The Springsteen album is a different matter altogether. As a Golden Watch, this collection relies upon a felicitous pairing of songwriter and performer. Which it doesn't get.
Bruce is part of the problem. Some songwriters -- R&B song factory Dan Penn, for example, or Lennon and McCartney -- don't necessarily perform the definitive versions of their own songs; Springsteen does. It's not hard to imagine someone else singing "Do Right Woman" (Aretha, for example) or "Eleanor Rigby" (Aretha, for example), but it is hard to imagine even Aretha pulling off "Thunder Road." Springsteen's compositions are idiosyncratic, often heavily reliant on his quirky phrasing, his steel-wool voice, his varied arrangements, and his powerhouse band.

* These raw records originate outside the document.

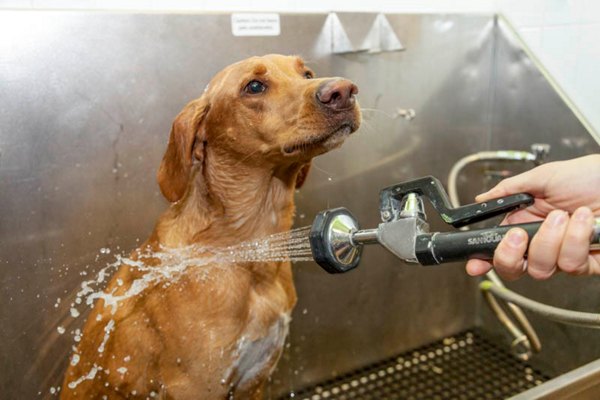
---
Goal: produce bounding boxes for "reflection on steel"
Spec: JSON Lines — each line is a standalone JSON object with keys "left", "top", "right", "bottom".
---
{"left": 1, "top": 10, "right": 599, "bottom": 400}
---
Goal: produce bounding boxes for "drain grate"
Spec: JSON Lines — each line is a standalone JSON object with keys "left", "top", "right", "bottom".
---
{"left": 280, "top": 330, "right": 551, "bottom": 400}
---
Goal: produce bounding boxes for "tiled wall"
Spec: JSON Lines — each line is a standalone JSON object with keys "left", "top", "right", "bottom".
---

As a result, it's something of a fool's errand to charge ahead with an album of Springsteen covers. But One Step Up, Two Steps Back has a gimmick. Two, in fact. The collection is keyed to Springsteen's 48th birthday. If that's not amazing enough -- "My God Martha, it's Bruce Springsteen's 48th birthday. What are we doing just sitting here?" -- there's also a clever distinction between the two discs. See, One Step Up is full of new recordings. Two Steps Back collects Bruce covers recorded over the last twenty years.
Do the high-concept organization and the clever hijacking of a Springsteen song title make the Boss any easier to cover? Nope. And to make matters worse, the album's producers have chosen a bunch of lunkheads to carry out this mission impossible. The new disc offers has-beens the likes of Nils Lofgren (who turns in a mediocre cover of "Wreck on the Highway") and the Smithereens (a timid, lazy "Downbound Train"), and never-will-bes such as Martin Zellar ("Darkness on the Edge of Town") and Paul Cebar ("One Step Up").
The old disc has musty warhorses, including Joe Cocker (who treats "Human Touch" like it's "When a Man Loves a Woman"), Clarence Clemons (who butchers "Savin' Up"), David Bowie (unconvincingly jaunty on "It's Hard to Be a Saint in the City"), and Gary "U.S." Bonds (unimpressively soggy on "Love's on the Line"). Now and again the performances make sense. John Wesley Harding's take on "Jackson Cage" confirms that he is still doing his best to sound exactly like Elvis Costello, and it confirms that this decision is a wise one. And Donna Summer's "Protection," which shouldn't work at all, does.
But the real failure of One Step Up, Two Steps Back lies in its lead single -- a miserable version of "Atlantic City" sung by former BoDean Kurt Neumann. He turns in such an uninspired, ill-conceived performance that he singlehandedly disproves the song's chorus. "Maybe everything that dies someday comes back"? No, sometimes things die and they stay dead. Interest in this cover, for instance, dies after the first 30 seconds.
The tone is as wrong as tone can be, replacing Springsteen's ghostly, mythic pessimism with an antiseptic optimism. Can you imagine Night of the Hunter with Chris Farley in the Robert Mitchum role? Of course you can't. It wouldn't be Night of the Hunter any more. And this isn't "Atlantic City." It's Donald Trump's Atlantic City. The Band covered the same song a few years ago, and their version was fine, if not revelatory. Neumann's cheery butchering makes the Band's version seem revelatory.
The Neumann cover is so awful that it taints the rest of the Springsteen album. Or perhaps it's just that many of the other covers are equally awful. If you can get through the entire 28-song atrocity, you'll begin to question the title -- it's not obvious how any of this is one step up, and it's much more than two steps back. Perhaps the collection's producers should have spun the album's name out of another Springsteen song. But who, you ask, would buy an album named Don't Cover Me? Exactly my point.